El hecho es que una buena parte de la oferta de cine de tortazos está siendo gradualmente sustituida por un paquete cada vez mayor de cine de sentimientos -manifestaciones más que notables de esta riada son En busca de Bobby Fischer, Café irlandés, Azul, Blanco, Adiós a mi concubina, Belle époque, El piano, La edad de la inocencia, Lloviendo piedras, Philadelphia, Ladybird, En el nombre del padre, Canción de cuna y más películas con imán por dentro y de moda por fuera- y que el reinado de la salsa de tomate declina en favor del reinado del colirio.
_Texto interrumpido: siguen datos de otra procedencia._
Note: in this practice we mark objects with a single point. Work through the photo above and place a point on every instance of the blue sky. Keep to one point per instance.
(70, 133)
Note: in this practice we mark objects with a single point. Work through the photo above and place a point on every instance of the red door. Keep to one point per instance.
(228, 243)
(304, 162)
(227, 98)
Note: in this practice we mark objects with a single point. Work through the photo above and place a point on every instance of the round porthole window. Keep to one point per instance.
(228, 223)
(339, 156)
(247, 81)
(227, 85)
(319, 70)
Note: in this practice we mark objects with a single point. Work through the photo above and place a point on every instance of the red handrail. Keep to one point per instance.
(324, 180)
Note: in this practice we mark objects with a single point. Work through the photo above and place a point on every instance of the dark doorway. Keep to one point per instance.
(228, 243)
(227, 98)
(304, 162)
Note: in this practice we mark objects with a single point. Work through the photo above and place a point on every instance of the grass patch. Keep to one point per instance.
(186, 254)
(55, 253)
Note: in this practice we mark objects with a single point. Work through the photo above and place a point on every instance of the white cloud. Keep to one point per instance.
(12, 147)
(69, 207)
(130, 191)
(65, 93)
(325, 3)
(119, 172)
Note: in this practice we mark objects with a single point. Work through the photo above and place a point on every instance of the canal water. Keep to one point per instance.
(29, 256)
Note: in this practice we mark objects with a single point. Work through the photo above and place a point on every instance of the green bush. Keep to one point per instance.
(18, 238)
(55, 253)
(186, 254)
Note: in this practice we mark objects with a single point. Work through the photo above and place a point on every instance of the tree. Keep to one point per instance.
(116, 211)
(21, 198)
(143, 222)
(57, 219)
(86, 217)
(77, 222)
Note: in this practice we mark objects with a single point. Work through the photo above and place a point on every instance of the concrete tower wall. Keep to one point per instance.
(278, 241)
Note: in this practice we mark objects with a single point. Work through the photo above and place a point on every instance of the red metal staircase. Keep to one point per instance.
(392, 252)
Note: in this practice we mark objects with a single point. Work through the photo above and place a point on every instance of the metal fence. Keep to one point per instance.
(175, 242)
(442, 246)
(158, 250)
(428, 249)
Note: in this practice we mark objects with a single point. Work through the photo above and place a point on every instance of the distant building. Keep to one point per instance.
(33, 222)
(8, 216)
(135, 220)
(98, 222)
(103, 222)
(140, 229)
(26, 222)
La gente de paz espera que este reinado no se quede en simple regencia, sino que sea algo con más calado: que estemos ante la primera evidencia de que el público, o un sector significativo de él, comienza a empacharse de los brochazos y añora las plumillas, el indefinible perfil de la elegangia y esa forma de delicadeza que desde hace siglos llaman -y el término sigue vivo- buen gusto.